In honour of Pizza Hut’s new Crown Crust pizza, a gastronomic delight that boasts 12 cheeseburgers around its crust, TNS decided to track down more examples of culinary ingenuity. Don’t hold us responsible if you’re so tempted by the following selection that you immediately have to run off to the nearest takeaway to inhale some deep-fried grease.

Equally, we absolve all responsibility if you never want to eat again.

Enjoy.

The Philly Cheesesteak. A sandwich concoction of cheese and 'steak'. It’s imperative that you get the ingredients right, says Pennsylvania Governor Ed Rendell: ‘You’ll need the fattiest, stringiest meat to get a proper taste,’ he says. Don’t think of going near real cheese, either – the only way to make a true Philly Cheesesteak is with the classic US invention of Cheese Whiz – ‘a thick, processed cheese spread or sauce sold by Kraft Foods’ (cheers Wikipedia).

Double Layer Meat Cake with Mashed Potato Frosting. At first glance it could look like a carrot cake topped with icing sugar. It really isn’t. Please, please never question the origins of the ‘meat’.

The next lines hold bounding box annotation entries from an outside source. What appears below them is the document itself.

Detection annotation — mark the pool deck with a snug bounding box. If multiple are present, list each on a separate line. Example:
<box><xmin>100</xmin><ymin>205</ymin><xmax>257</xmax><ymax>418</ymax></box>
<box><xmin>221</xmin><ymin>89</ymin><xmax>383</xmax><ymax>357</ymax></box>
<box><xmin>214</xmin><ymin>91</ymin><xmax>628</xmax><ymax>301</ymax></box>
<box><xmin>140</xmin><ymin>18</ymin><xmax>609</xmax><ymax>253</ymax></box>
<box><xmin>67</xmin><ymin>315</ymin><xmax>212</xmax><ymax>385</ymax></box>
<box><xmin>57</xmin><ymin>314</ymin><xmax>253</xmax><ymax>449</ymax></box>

This leads neatly onto the Cake Burger. This isn’t its real name (it doesn’t have a real name) but we think that it adequately sums it up. It’s a cheeseburger, made to look like a cake. Possibly through the use of intense food colouring in lime green (in the lettuce) and bright yellow (in the cheese). It might look like a sugary treat from a fast food addict’s birthday party, but it really is a burger (it says).

Pizza on a stick – oh yes. It’s quite a regular occurrence that TNS walks down the road eating pizza, thinking how much easier it would be if it was implanted onto a lolly stick. Think of the possibilities: a world where we can walk along, licking our pizzas as if they are in fact oddly shaped Chupa Chup confectionary, until all the cheese and tomato has gone and we’re left with soggy pizza bread clasped in a tissue. TNS sees this as a definite step forward for humanity in general.

Sour Flush Candy Toilets. When you really just feel like eating shit, this American sweets brand (of course) might be just the thing. It’s essentially ‘candy’ – packaged in a toilet. It comes complete with a lolly, which you can stick down the toilet in order to pick up and lick off the little bits of sherbet (or whatever it is) that is stored there. Of course.

Frozen Pretzel  Dog. A fusion of foods that TNS firmly believes in the future will become as popular as lager and lime, fish and chips and strawberries and cream. Probably.

Fried Brain Sandwich. Diverting from the tried and tested recipe of confusion over what the food actually is, our next discovery reaches the dizzy heights of appetising (yes, we too thought we’d never top the Frozen Pretzel Dog – but there you go). Head to St Louis and you might be lucky enough to track down this delicacy. Fried calves’ brains are battered and served in a burger bun. TNS wonders if this is legal.

Sprayable Pancake Batter. Some things that TNS believes should be sprayable: perfume, fake snow, deodorant, car de-icer. One thing that we never thought we’d see diffused from a pressurised can:  pancake batter.

In the same vein, Squeezable Bacon. For the love of god.

Gold Food Spray. Because sometimes, your lunchtime cheese sandwich is just crying out to be spray-painted with the metallic hue that comes from edible paint.

...and finally, one that you might quite like: a lollipop in the shape of Daniel Craig’s torso. Provided by the man from Del Monte.

TNS would like to sum this up by saying that honestly, you couldn't make it up. But clearly someone has. And frankly, we're gutted that it wasn't us.